In truth, I don’t think the cold weather is detrimental to packages in most cases. Beekeepers have been hiving packages in 40° rain and freezing nights for decades. Honey bees can handle those conditions with ease.
No brood, no problem
The main problem with opening an established colony in cold weather is chilling the brood. Chilled brood can die outright or contract brood diseases, so it’s best to avoid chilling an active nest whenever possible. But packaged bees have no brood, so you are free of the major problem.
Clusters of bees without brood maintain a lower temperature, too. The core temperature of an active brood nest is kept at about 95° F (35°C). According to Currie, Spivak and Reuter in The Hive and the Honey Bee (2015), the minimum core temperature when no brood is present is down around 68°F (20°C). That is a large difference.
Bad weather with benefits
Taken together, those two facts—no brood and a cooler cluster—are the reason that hiving packages in cold weather nearly always works. In addition, installing in cold weather can reduce drifting.

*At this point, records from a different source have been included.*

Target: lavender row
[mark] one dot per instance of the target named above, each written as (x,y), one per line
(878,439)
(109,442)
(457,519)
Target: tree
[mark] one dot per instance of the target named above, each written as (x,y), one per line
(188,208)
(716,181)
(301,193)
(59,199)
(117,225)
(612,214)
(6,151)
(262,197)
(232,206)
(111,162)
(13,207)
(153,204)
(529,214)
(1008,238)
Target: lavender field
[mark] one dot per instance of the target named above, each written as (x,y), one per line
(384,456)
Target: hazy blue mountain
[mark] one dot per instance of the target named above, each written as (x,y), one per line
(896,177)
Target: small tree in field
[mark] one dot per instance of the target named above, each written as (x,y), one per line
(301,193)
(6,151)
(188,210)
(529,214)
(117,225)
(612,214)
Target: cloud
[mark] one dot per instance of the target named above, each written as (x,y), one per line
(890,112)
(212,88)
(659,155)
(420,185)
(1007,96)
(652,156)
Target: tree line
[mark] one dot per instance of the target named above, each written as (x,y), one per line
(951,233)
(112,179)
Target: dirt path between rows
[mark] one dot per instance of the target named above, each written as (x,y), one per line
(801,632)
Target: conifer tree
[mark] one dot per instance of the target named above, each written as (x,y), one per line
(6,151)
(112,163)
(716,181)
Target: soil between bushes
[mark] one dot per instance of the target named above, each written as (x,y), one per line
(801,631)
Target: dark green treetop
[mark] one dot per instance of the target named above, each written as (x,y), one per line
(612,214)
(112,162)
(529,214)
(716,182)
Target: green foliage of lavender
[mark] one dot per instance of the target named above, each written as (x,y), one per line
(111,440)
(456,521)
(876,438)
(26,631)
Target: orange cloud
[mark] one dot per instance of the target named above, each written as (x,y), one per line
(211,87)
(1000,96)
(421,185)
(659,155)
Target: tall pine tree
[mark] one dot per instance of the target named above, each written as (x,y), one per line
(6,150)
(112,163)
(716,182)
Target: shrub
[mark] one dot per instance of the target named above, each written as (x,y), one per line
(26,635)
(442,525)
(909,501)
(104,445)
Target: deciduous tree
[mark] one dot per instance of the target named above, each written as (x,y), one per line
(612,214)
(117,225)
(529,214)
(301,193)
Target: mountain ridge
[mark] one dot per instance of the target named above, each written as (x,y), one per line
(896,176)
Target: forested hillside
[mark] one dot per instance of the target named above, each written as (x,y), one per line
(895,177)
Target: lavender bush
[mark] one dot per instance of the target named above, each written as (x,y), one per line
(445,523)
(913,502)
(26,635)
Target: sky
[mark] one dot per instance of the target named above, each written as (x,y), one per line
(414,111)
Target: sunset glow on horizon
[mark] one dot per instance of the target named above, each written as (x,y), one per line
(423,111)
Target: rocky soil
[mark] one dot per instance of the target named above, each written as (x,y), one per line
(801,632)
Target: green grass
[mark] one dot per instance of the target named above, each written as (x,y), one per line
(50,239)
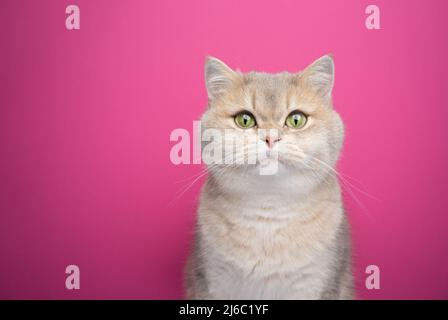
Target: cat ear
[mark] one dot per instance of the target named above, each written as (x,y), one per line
(218,77)
(320,75)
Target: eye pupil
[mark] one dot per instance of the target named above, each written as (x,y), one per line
(245,120)
(296,120)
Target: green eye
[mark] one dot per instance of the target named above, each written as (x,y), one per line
(245,120)
(296,120)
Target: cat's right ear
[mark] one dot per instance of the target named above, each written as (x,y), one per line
(218,77)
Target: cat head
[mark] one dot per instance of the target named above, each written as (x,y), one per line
(285,120)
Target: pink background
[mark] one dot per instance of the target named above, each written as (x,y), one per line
(85,119)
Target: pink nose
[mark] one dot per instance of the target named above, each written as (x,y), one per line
(271,140)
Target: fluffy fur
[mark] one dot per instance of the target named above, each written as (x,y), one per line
(282,236)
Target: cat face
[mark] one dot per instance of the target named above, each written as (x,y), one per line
(283,120)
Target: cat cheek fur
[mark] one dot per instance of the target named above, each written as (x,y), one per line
(283,236)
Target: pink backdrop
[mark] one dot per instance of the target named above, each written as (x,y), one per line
(86,116)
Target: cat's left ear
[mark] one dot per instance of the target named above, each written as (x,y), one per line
(320,75)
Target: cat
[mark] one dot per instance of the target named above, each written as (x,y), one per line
(276,236)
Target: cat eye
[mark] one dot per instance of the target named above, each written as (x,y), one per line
(245,120)
(296,120)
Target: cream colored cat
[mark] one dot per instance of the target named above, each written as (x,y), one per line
(278,236)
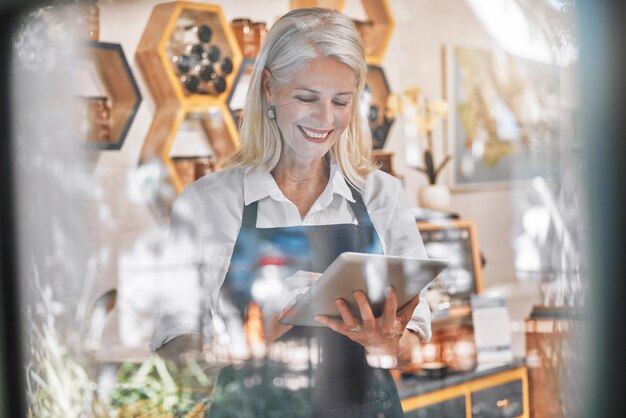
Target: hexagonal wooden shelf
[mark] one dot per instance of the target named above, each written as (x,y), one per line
(376,32)
(214,123)
(377,95)
(376,38)
(122,96)
(183,42)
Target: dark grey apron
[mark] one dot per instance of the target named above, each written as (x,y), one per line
(341,384)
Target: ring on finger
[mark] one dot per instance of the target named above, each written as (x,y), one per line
(356,329)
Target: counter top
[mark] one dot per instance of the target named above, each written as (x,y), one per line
(414,385)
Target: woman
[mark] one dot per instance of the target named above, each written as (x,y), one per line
(303,176)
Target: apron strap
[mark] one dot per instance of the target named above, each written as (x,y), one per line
(359,209)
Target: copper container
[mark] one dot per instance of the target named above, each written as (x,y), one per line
(98,119)
(245,36)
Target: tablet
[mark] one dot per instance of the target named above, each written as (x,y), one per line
(371,273)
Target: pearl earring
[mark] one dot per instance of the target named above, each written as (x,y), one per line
(271,112)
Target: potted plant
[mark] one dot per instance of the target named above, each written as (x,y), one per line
(424,115)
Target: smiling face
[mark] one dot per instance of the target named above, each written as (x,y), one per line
(313,109)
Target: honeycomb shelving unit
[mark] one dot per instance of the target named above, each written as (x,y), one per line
(120,89)
(189,58)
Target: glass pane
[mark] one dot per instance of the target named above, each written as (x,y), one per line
(147,288)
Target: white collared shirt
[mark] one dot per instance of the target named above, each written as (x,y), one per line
(205,223)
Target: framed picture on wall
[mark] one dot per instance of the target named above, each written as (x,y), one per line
(505,117)
(456,241)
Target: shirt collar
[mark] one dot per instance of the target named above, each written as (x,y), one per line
(259,184)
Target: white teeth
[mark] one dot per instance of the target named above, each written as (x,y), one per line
(315,135)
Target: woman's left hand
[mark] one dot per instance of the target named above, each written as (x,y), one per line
(379,336)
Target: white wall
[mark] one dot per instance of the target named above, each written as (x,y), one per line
(413,58)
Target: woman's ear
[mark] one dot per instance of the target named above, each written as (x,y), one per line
(266,85)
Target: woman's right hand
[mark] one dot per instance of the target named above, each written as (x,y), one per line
(294,286)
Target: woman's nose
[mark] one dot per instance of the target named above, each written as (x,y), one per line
(324,114)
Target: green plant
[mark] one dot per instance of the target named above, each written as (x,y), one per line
(424,114)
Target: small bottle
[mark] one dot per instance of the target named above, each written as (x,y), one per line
(207,73)
(93,20)
(191,83)
(197,51)
(205,33)
(213,53)
(184,63)
(226,66)
(214,86)
(372,114)
(219,84)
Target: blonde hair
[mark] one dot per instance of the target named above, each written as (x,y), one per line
(296,38)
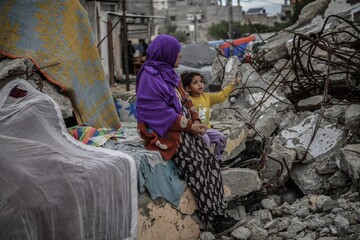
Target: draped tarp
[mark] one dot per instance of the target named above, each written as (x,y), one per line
(54,187)
(51,32)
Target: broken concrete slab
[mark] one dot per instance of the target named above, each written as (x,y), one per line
(348,160)
(239,182)
(326,138)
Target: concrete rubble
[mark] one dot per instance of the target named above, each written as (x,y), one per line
(293,137)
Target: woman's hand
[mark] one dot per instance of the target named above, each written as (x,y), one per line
(198,128)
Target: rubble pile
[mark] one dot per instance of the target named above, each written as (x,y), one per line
(299,106)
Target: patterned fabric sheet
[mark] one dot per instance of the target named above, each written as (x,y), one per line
(57,37)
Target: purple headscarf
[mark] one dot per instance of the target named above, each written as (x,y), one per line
(157,104)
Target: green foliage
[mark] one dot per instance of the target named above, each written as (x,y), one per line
(297,8)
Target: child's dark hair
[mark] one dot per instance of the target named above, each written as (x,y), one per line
(186,77)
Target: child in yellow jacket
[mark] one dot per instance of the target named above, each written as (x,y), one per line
(194,84)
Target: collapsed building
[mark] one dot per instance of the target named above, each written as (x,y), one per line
(293,139)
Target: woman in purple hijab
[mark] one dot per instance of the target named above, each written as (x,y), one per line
(168,123)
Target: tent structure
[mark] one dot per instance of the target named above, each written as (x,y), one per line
(239,46)
(198,55)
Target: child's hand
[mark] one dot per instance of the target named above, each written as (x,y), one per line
(236,81)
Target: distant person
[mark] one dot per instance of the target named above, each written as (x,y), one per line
(130,57)
(143,47)
(168,124)
(194,84)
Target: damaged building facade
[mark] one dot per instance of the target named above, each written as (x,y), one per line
(293,146)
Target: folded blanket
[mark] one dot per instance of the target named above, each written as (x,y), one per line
(54,187)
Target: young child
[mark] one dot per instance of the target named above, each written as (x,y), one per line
(194,84)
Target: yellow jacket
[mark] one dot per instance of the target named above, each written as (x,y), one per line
(204,102)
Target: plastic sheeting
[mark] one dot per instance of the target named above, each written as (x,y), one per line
(59,32)
(54,187)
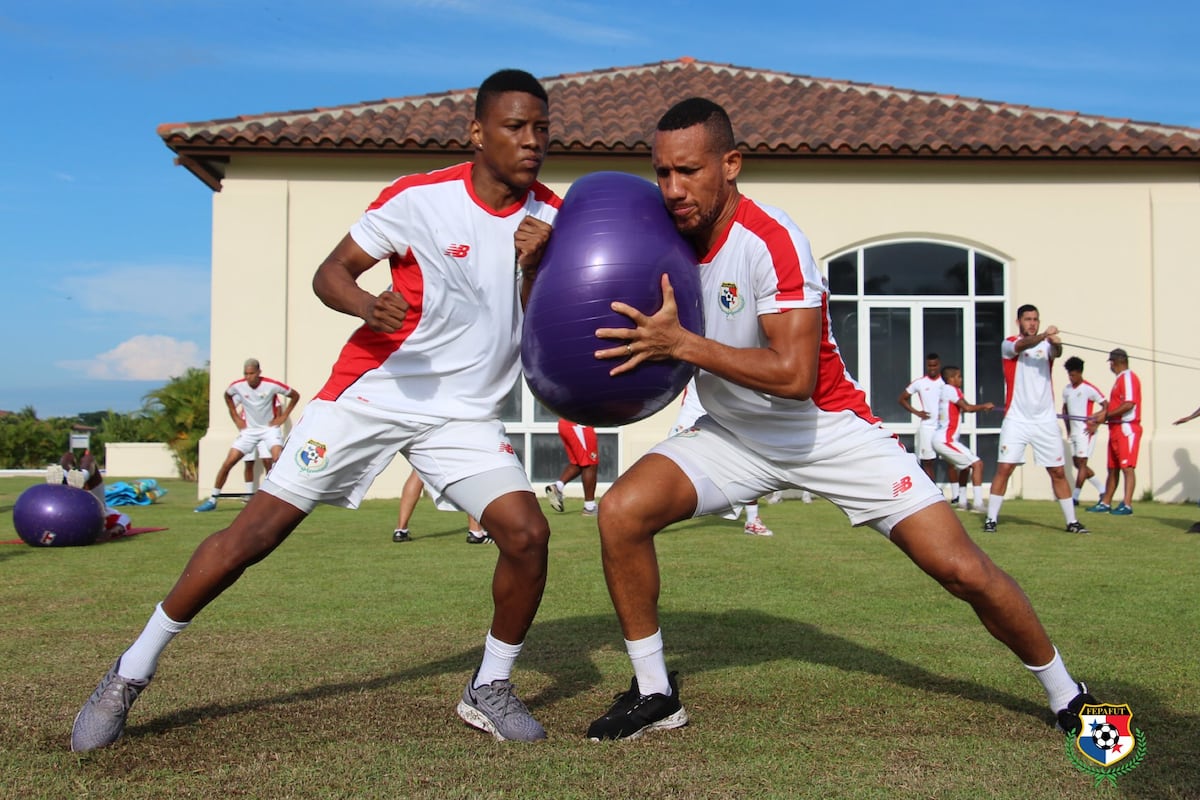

It seems like a warm and sunny day would be perfect for installing packages. But if you have more than one, you will nearly always get lots of drift on those perfect days. The bees from each package get out and fly around. In all the confusion, and because most are not strongly attached to their unreleased queen, the bees go back to any hive they want.
They often drift to the end hive, or the sunniest hive, and that becomes home. Install two equal packages on a nice day and you may end up with two-thirds or even three-quarters of all the bees in one hive. It only takes a few minutes. This rarely happens in cold and nasty weather because the bees stay inside and have time to learn where home is.
Hiving package bees in cold weather
How much attention you give to each colony depends, in part, on how many you have. Most who will read this are newer beekeepers with a small number of hives, so here are some suggestions from my own experience that will maximize your success with a cold-weather install.
- Use a small hive. In a Langstroth, install into a single deep or, at most, two mediums.
- Close off the screened bottom board with the slide-in varroa tray to reduce drafts.
- Place frames of honey near the sides of the brood box, if you have some available. Honey is a food source, but it also has a high heat capacity which reduces rapid fluctuations in temperature.
- Install the bees.
- Make a place to dump the bees by removing three or four frames from the center. Once the bees are in, replace the frames.
- Alternatively, you can place an empty box over the brood box to use as a funnel. Dump the bees into the empty box, wait for them to filter down between the frames, and then remove the empty box.
- A third alternative is to remove enough frames so you can place the package right into the hive and let the bees walk out. See “Installing a new package of bees.”
- Add a feeder and close up the hive.
- The feed should go inside the hive. I prefer baggy feeders for new packages because you can lay them right across the top bars, which is the warmest area outside of the cluster. Hot air rises from the cluster and warms the feed. Since baggy feeders are thin, they easily absorb the heat.
- Some beekeepers prefer frame feeders, which also work well.
- You can also place the feed can that came with the package above the cluster, either directly on the bars or on the hole of an inner cover. Place an empty box around the can so it is enclosed.
- Insulate if needed. Some people like to add a sheet of Styrofoam insulation, cut to fit, above the inner cover. Alternatively, you can use a quilt box filled with wood chips. Do not, however, use an upper entrance for a new package.
A word of warning
If you find your bees seemingly dead and comatose, do not rush to clean up the mess. Sometimes they are just cold. Oftentimes they will be fine after they warm up. Just don’t jump to conclusions and toss them away too soon. See “Dead bees rising” for how I treated dead bees that eventually flew away.